In the realm of higher education, this Faith has been one of the few shreds of protection for the for-profit education sector. If it weren't for Free Market Faith folks, the for-profit college industry would be in even worse shape, seeing as how they offer a worse product at a higher price than one can get from existing universities and community colleges (h/t to Steve Greene for spotting that article for me). But there are still enough state governors and legislators who, as Faithful Adherents, want to give these poor free-market upstarts a chance.
In the realm of traditional higher education - that is, our long-standing universities and colleges that are collectively the envy of the world - there has long been a concern that for-profit means "low quality". This argument bleeds over into debates about online education, which is a separate question entirely. But because for-profits are private entities, we don't often get to look inside their books to see if there really is a trade-off between the quality of education and an institution's ability to make money.
Now, thanks to the Securities & Exchange Commission (and some excellent journalism from the Chronicle), we get to peek into at least one of these creatures' books. Some of the highlights:
In 2012 the Western Association rejected Ashford [for regional accreditation], saying the university had a high turnover of students, a vastly inadequate number of full-time faculty and student-support staff members, and inconsistent quality and rigor in its curriculum.
Since then, however, the university has hired an accreditation insider as its president, slashed its admissions staff, and put more employees to work in areas meant to ensure students’ academic success. Those changes were enough to satisfy the Western Association, which last year awarded Ashford initial accreditation.
But on Wednesday, financial data in the SEC filing from Bridgepoint revealed just how much the changes had affected the company’s bottom line.
Instructional costs and services now account for more than half of the company’s expenses, compared with nearly a third in 2011.
"In the second half of 2012, the company began to increase its instructional costs and services costs in direct response to … accreditation efforts," Bridgepoint said in its filing.
At the same time, operating profits have fallen from nearly 30 percent to less than 8 percent, Bridgepoint reported.

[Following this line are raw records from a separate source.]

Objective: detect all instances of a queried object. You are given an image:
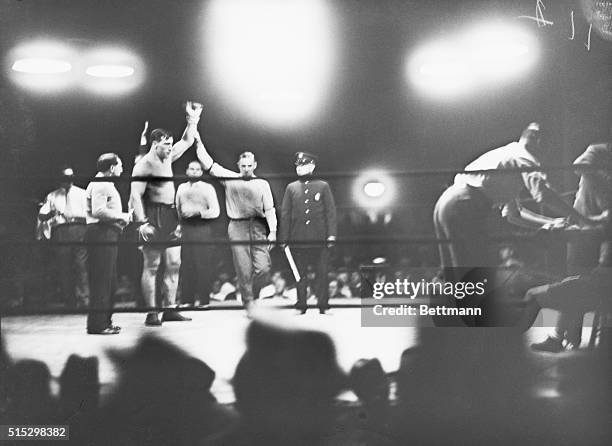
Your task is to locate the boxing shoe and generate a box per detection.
[145,313,161,327]
[87,325,121,335]
[531,336,565,353]
[162,310,191,322]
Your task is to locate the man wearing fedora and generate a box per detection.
[279,152,337,314]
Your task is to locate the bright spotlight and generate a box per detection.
[205,0,336,127]
[353,170,395,209]
[5,40,76,93]
[85,65,134,78]
[407,21,537,98]
[11,59,72,74]
[363,181,385,198]
[81,47,144,96]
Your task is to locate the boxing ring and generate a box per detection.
[1,168,604,403]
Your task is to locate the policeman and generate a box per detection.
[280,152,337,314]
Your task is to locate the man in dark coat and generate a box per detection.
[280,152,337,314]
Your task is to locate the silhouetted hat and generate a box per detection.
[295,152,318,166]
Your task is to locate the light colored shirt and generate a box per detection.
[87,172,123,224]
[39,186,87,224]
[210,163,276,231]
[455,142,550,206]
[176,181,219,219]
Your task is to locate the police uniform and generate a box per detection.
[279,152,337,311]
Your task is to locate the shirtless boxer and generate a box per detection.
[130,102,202,326]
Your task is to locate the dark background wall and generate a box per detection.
[0,0,612,237]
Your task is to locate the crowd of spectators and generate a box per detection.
[0,318,612,446]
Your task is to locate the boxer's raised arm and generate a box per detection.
[172,101,202,162]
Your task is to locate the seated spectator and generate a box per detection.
[97,337,235,446]
[271,271,289,299]
[348,271,361,297]
[349,358,389,431]
[393,327,544,445]
[329,279,344,299]
[210,273,237,301]
[202,315,344,446]
[4,359,59,424]
[59,355,100,444]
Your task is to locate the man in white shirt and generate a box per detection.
[37,167,89,307]
[434,122,590,278]
[176,160,219,305]
[196,135,277,310]
[85,153,130,335]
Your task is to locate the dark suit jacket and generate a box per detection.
[279,177,337,242]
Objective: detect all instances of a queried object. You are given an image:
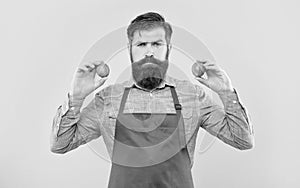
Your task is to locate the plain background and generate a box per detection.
[0,0,300,188]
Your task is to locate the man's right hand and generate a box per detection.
[70,61,107,99]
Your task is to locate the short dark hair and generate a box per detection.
[127,12,173,43]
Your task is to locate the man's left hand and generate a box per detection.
[195,60,234,93]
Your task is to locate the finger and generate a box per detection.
[84,64,95,71]
[91,61,104,67]
[77,67,89,73]
[195,77,209,87]
[95,78,107,89]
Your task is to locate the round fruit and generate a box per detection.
[96,63,109,78]
[192,62,205,77]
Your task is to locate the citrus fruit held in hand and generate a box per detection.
[96,63,109,78]
[192,62,205,77]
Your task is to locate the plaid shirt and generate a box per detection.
[51,76,254,165]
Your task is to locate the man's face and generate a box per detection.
[130,27,170,90]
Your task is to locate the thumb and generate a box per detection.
[195,77,209,87]
[95,78,107,89]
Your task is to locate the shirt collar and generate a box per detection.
[125,75,176,89]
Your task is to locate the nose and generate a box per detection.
[145,44,154,57]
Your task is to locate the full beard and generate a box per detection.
[132,57,169,90]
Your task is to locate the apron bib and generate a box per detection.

And the effort to improve quality has had another price, the company said, in declining enrollments and revenue. The company brought in 20 percent less revenue in 2013, compared with 2012—a decline of nearly $200-million.For-profits are learning what those of us in real universities have known for a long time: providing a quality education is not a cheap undertaking, and the more you cut corners the more you are likely to be stiffing your students to line your own pocketbook. Yes, universities today can be criticized for spending money on things they don't really need, or for having too many administrators, or for slowly walking away from tenure-track faculty. But for all of the arguments about "bloat" in our public universities, legislators should take a good hard look at the alternative at the other end of the spectrum: low quality, high drop-out rates, lousy outcomes, and massive student debt to pay for it all. These supposedly "lean" for-profits turn out to not be such a good bargain.